Gubernur yang sedang bersantai di halaman, mendapat informasi bahwa ada tamu trought seorang kasim . Ia pun pergi ke balai pertemuan.
Di sana seorang pemuda menunduk dan berlutut separuh badannya di tengah aula.
Gubernur mengernyitkan dahinya, tampak bertanya-tanya.
"Apakah Anda ada keperluan untuk datang menemui saya?" tanya gubernur.
“Saya adalah delegasi dari istana, membawa perintah raja untuk menyampaikan surat kepada Anda,”
Kedua tangan terangkat sambil berguling-guling.
Gubernur mengambil gulungan itu dan membacanya.
"...Kepala orang yang membawa surat ini! Kupas kulitnya dan masukkan sedotan ke dalamnya!
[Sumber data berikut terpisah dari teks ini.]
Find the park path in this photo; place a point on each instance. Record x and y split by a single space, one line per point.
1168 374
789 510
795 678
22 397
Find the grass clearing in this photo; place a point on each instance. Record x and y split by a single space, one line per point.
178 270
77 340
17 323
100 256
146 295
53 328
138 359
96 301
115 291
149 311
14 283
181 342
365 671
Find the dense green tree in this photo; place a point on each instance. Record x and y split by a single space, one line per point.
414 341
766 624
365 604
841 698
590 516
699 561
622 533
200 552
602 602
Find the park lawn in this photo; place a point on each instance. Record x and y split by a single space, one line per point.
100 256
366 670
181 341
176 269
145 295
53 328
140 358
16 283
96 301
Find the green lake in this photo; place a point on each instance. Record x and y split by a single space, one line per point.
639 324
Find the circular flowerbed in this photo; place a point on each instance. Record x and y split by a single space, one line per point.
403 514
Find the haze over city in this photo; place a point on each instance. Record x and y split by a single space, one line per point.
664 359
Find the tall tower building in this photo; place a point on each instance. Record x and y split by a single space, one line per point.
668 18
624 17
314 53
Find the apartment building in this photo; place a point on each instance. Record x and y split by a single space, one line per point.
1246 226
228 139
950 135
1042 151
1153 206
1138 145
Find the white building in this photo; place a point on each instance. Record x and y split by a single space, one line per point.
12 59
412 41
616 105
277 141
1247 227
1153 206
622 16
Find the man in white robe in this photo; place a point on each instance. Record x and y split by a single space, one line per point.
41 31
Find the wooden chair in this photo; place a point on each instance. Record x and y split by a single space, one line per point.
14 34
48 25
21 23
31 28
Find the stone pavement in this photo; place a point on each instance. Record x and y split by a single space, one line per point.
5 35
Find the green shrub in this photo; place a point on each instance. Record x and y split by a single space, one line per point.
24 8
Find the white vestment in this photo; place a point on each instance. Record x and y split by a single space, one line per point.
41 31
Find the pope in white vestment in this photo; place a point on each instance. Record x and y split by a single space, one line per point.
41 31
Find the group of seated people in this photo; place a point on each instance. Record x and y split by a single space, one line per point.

Setelah itu, kirimkan kepadaku!"
Gubernur pun segera menoleh, melirik ke arah pejabat yang masih berlutut sopan.
Dia berjalan perlahan mendekat.
Gubernur menyampaikan isi surat itu dengan santai seakan sengaja berkata, "Saya mendapat perintah untuk memutuskan kamu, mengupas kulitmu, dan memenuhinya dengan jerami."
"Apa...!" pikir sang pejabat, hatinya terkejut bukan kepalang. Tubuhnya langsung menggigil.
"Tidak! Aku bukanlah orang yang sebenarnya yang menerima perintah ini, penasihat itu harus menyampaikannya."
"Perintah raja, patuhi perintah itu. Dan itu harus dijalankan...
Prajurit .... "
Beberapa prajurit datang tergesa-gesa dari balik pintu setelah hearing the call.
"Seret orang ini ke lokasi eksekusi. Kupas kulitnya dan isi dengan jerami. Lalu kirimkan ke raja!"
"Tidak! Tolong, jangan jadi arsipku. Tolong..?" Tolong pejabat itu dengan wajah memohon sambil menautkan kedua tangannya. Namun semua itu sia-sia, gubernur mengabaikannya.
The body of teh official struggled while being dragged. Para prajurit pun tak tinggal diam. Mereka memukul bagian belakang kepala pejabat itu hingga pingsan tak berdaya agar eksekusi berjalan lancar.